In our application we are using LOCAL_CACHE and cache keys to refresh it, but only for a special context called 'shared' . We have overridden the CayenneContext commitChanges with following to ensure cache invalidation on every commit :

                if (!isSharedContext()) {
                        try {
                                List<Class> commitedClasses = new 
Vector<Class>();
                                for (Object o : uncommittedObjects())
if (!commitedClasses.contains(o.getClass()) && o instanceof PersistentObject)
                                                
commitedClasses.add(o.getClass());
                                
                                super.commitChanges();
                                
                                for (Class<? extends PersistentObject> c : 
commitedClasses) {
performGenericQuery(new RefreshQuery(new String[] { PersistentObject.defaultCacheKeyForEntity(c) }));
                                }

                        } catch (CayenneRuntimeException e) {
                                runtimeExceptionThrown(e, false);
                        }
                } else {
logger.error("Attempt to save shared context", new IllegalStateException("Shared context is read-only"));
                }

whenever a select query is executed we are setting the cache policy and keys

                if (query instanceof SelectQuery) {
                                SelectQuery sq = ((SelectQuery) query);
                                if (isSharedContext) {
                                        // if the query is on the shared 
context then use cache
                                        // 
sq.setCachePolicy(QueryMetadata.LOCAL_CACHE);

// if the root class of the query is kind of PersistentObject then use the cache keys if (sq.getRoot() instanceof Class && PersistentObject.class.isAssignableFrom((Class<? extends PersistentObject>) (sq.getRoot()))) { Class<? extends PersistentObject> c = (Class<? extends PersistentObject>) sq.getRoot();
                                                List<String> currentCacheGroups = new 
Vector<String>();
                                                if (sq.getCacheGroups() != null)
                                                        currentCacheGroups = 
Arrays.asList(sq.getCacheGroups());

                                                String key = 
PersistentObject.defaultCacheKeyForEntity(c);
                                                if 
(!currentCacheGroups.contains(key)) {
                                                        
currentCacheGroups.add(key);
sq.setCacheGroups(currentCacheGroups.toArray(new String[] {}));
                                                }
                                        }

                                }
                        }


This works nicely, but there is one problem: the relationship query does not return refreshed values.

An example. there are two views: One is a list of artists with painting counts, the counts are calculated using relationship (anArtist.getPaintings().size()).

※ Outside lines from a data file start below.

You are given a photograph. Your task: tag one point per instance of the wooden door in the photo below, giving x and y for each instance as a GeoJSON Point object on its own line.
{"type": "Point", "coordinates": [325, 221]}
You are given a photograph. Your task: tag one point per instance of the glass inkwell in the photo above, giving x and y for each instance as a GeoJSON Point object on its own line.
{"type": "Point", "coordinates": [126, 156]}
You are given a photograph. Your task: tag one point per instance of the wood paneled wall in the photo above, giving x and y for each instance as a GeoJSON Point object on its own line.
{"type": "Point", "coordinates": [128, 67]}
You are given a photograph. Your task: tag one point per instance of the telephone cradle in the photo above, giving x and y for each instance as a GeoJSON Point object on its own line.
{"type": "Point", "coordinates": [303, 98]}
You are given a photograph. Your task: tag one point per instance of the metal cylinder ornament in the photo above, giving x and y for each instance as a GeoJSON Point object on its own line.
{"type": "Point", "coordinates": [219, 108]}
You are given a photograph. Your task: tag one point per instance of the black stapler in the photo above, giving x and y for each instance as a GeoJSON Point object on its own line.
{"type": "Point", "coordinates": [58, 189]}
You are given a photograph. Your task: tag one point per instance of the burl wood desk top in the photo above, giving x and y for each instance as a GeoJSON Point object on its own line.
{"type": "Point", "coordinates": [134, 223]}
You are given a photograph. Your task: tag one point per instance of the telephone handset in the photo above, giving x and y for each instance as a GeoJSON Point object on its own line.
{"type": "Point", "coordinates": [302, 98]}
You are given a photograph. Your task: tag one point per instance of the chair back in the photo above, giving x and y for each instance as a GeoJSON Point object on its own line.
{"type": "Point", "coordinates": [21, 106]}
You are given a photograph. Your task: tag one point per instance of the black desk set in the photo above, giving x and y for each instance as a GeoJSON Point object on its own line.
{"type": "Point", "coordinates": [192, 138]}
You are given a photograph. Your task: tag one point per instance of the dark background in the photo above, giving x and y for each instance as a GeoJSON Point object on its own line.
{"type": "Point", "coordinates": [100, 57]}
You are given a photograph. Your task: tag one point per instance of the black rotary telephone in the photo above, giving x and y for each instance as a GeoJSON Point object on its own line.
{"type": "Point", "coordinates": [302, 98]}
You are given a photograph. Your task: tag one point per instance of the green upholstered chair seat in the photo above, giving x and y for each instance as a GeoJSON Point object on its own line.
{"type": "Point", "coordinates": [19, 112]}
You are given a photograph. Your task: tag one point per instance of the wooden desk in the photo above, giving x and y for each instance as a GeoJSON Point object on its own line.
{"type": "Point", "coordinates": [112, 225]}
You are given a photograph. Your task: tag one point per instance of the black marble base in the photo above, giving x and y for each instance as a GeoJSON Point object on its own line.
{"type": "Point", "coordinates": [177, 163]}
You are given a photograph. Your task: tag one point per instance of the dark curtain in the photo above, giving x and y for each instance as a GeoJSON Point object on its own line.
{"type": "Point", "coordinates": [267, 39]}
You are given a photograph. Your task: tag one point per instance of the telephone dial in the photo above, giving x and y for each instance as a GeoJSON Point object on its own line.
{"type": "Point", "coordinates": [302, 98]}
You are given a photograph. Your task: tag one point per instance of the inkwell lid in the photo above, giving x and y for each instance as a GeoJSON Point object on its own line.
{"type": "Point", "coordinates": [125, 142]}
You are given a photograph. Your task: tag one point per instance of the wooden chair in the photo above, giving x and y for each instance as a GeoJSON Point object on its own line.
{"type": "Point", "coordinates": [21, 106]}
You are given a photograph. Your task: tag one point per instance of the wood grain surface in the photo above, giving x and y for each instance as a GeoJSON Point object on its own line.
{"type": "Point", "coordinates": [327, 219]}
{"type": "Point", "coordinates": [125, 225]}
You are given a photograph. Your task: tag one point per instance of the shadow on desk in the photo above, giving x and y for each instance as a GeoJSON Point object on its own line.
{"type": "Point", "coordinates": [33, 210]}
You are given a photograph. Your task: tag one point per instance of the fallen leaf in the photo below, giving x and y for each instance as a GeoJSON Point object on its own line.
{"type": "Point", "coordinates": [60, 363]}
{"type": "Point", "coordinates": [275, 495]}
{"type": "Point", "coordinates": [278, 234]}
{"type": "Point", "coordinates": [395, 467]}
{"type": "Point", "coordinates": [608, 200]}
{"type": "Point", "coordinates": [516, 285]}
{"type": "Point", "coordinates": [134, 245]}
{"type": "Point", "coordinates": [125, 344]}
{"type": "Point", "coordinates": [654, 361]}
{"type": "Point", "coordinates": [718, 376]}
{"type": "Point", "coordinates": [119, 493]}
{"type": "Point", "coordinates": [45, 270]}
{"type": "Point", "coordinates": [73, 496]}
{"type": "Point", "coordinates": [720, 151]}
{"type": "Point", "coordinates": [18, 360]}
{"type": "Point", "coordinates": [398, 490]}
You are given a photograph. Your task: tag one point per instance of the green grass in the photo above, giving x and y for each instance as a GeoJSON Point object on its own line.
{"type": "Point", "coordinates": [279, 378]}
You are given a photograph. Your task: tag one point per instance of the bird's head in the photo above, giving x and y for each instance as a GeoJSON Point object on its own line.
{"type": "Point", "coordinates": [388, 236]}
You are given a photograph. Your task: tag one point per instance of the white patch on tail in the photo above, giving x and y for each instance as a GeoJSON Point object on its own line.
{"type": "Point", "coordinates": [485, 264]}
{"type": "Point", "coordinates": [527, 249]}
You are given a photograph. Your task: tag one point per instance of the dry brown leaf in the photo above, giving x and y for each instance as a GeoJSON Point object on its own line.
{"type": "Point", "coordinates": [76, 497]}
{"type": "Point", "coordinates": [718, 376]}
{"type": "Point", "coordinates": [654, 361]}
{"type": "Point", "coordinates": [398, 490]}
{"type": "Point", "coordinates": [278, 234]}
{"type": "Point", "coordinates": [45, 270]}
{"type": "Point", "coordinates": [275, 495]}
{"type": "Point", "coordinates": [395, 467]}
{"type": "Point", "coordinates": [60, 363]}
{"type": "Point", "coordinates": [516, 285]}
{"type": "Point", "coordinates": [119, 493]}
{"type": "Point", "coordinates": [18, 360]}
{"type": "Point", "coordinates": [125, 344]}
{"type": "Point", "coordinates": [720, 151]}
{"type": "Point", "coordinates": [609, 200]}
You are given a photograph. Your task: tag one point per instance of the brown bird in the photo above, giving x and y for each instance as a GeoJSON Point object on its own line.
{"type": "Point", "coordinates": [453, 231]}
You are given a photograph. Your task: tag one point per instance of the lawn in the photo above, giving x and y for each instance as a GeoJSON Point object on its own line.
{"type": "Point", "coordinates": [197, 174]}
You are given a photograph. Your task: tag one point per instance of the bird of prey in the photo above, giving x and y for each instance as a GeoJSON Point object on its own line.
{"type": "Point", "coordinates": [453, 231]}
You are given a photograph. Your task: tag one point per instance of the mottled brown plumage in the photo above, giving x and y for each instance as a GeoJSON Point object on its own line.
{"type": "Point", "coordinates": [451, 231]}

The second is a simple list of paintings.
1) client app 1: artists list shows:
        Monet - 5
        Malevich - 4
        vanGogh - 3
        painting list contains 12 lines
client app 2 adds a new painting for vanGogh, it lists now
        Monet - 5
        Malevich - 4
        vanGogh - 4
        painting list contains 13 lines
client app 1 lists the artists again:
        Monet - 5
        Malevich - 4
        vanGogh - 3 <- incorrect
        painting list contains 13 records, which is correct

The odd thing is also that for a given client application both lists (artist and painting) are using the same context, so if the record is there, why it does not show up when accessed via relationship ?

Is there something I'm doing wrong ? Is there a way to force the RelationshipQuery to refresh ? We are using Cayenne build from sources about a month ago (svn 642725).